Eine vorübergehende Funktionsstörung im Gehirn. Die vielen Nervenzellen, die normalerweise genau aufeinander abgestimmt sind, kommen für einen Moment aus dem Gleichgewicht und entladen sich auf verschiedene Art. Wegen der Vielfalt der Formen spricht man Epilepsie meist in der Mehrzahl aus: Epilepsien. Ihre Gemeinsamkeit besteht darin, dass die Kontrolle über einzelne Körperfunktionen verloren geht.
Wie sieht ein «Anfall» aus?
Kleine Anfälle äussern sich in kurzen Absenzen, Aussetzern, Pausen, die kaum wahrnehmbar sind. Die betroffene Person fällt nicht in Ohnmacht und stürzt nicht. Auf Französisch nennt man solche Anfälle «Petit-mal». Schwerere Anfälle halten länger an: Die betroffene Person verliert das Bewusstsein, stürzt, «krampft». Das äussert sich zum Beispiel in wilden Zuckungen oder langsamen Streckungen der Arme und Beine.
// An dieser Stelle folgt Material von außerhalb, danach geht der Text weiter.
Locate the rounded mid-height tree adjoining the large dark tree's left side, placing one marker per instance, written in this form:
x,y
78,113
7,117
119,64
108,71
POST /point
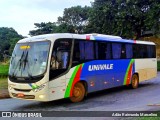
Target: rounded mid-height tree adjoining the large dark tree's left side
x,y
75,18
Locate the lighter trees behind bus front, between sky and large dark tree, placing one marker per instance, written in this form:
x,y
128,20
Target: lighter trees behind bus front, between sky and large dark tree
x,y
74,19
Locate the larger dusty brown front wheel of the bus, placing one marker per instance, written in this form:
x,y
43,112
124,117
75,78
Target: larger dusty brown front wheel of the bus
x,y
78,92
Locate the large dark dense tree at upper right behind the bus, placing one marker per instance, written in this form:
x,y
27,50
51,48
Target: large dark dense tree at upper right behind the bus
x,y
126,18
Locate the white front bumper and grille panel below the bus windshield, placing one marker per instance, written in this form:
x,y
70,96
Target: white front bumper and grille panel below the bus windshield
x,y
30,91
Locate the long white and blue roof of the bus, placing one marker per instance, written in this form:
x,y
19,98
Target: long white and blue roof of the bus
x,y
94,36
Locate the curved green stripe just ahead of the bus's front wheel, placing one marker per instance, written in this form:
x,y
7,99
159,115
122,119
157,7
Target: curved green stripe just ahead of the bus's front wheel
x,y
67,93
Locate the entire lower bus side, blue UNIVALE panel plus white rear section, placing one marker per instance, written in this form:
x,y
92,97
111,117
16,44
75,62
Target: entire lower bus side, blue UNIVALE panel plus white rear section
x,y
104,74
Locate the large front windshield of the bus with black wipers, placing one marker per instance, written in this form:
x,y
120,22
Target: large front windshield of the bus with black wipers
x,y
29,59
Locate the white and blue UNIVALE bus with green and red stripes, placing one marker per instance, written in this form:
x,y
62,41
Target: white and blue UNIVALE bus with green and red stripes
x,y
64,65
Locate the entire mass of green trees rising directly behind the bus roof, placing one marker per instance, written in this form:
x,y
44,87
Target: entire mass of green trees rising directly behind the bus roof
x,y
125,18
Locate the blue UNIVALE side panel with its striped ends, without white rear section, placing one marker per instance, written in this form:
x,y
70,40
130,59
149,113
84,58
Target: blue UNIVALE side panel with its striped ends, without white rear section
x,y
101,74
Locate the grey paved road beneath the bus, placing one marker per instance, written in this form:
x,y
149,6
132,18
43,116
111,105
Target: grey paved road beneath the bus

Auf Französisch nennt man solch sichtbare Anfälle «Grand-mal». Dauern sie länger an, sprechen Mediziner von einem Status Epilepticus.
Was ist eine «Aura»?
Das Gefühl im Kopf oder im Magen, das einem Anfall vorausgeht. Das kann Schwindel sein, Kopfleere, Tränenfluss, eine schleppende Sprache, ein Kribbeln oder Ameisenlaufen auf der Haut. In seltenen Fällen auch Euphorie. Der russische Schriftsteller Fjodor Dostojewski, selber ein Epileptiker, sagte einmal: «Ich weiss nicht, ob diese Glückseligkeit Sekunden oder Stunden oder Monate währt, aber glauben Sie mir aufs Wort, alle Freuden, die das Leben geben kann, würde ich dafür nicht eintauschen.»
Was ist die Ursache?
Viele Epilepsien sind angeboren. Andere sind Folgen einer Hirnanlagestörung oder einer Hirnverletzung nach Hirntumoren oder Hirnblutungen. In Folge von Hirnoperationen können rund um die Vernarbungen epileptische Herde entstehen. In mehr als der Hälfte der Fälle jedoch bleibt die Ursache unbekannt trotz sorgfältiger Abklärung.
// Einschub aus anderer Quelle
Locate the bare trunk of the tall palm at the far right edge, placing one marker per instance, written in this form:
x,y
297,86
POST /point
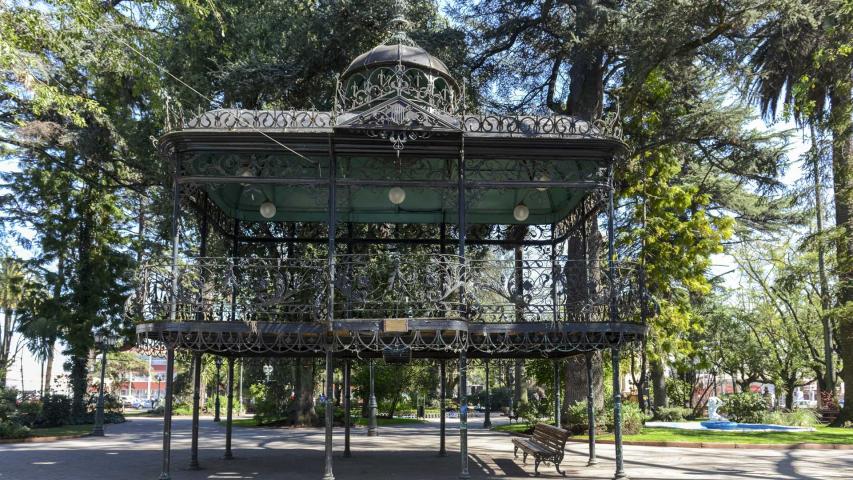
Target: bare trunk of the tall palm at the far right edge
x,y
841,125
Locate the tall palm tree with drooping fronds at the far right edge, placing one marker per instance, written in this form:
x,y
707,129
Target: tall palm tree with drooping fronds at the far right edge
x,y
800,61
Wie viele Menschen sind betroffen?
In der Schweiz etwa 70 000 Erwachsene und 15 000 Kinder.
Wie wirken Medikamente?
Rund 70 Prozent der Betroffenen haben dank Tabletten keine Anfälle mehr. Gängige Marken sind Keppra, Tegretol, Dekapine, Lamictal oder Orfinil. Bei akuten Fällen werden auch stark beruhigende Tabletten eingesetzt (Benzodiazepine wie Valium oder Urbanyl).
Wie können sich die Betroffenen selber schützen?
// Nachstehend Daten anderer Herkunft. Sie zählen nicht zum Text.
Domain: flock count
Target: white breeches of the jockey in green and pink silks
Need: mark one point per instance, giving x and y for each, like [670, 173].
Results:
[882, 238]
Indem sie keinen Alkohol trinken, regelmässig schlafen, Stress und zu viele Reize meiden (Lärm, laute Musik und grelles Licht). Kinder mit grösserem Risiko müssen auch im Alltag einen Helm tragen, damit sie sich bei einem Sturz nicht verletzen können. Aber eigentlich sollten von Epilepsie Betroffene leben wie gesunde Menschen und sich wegen der allfälligen Vorsichtsmassnahmen an den Rat ihrer Ärzte halten.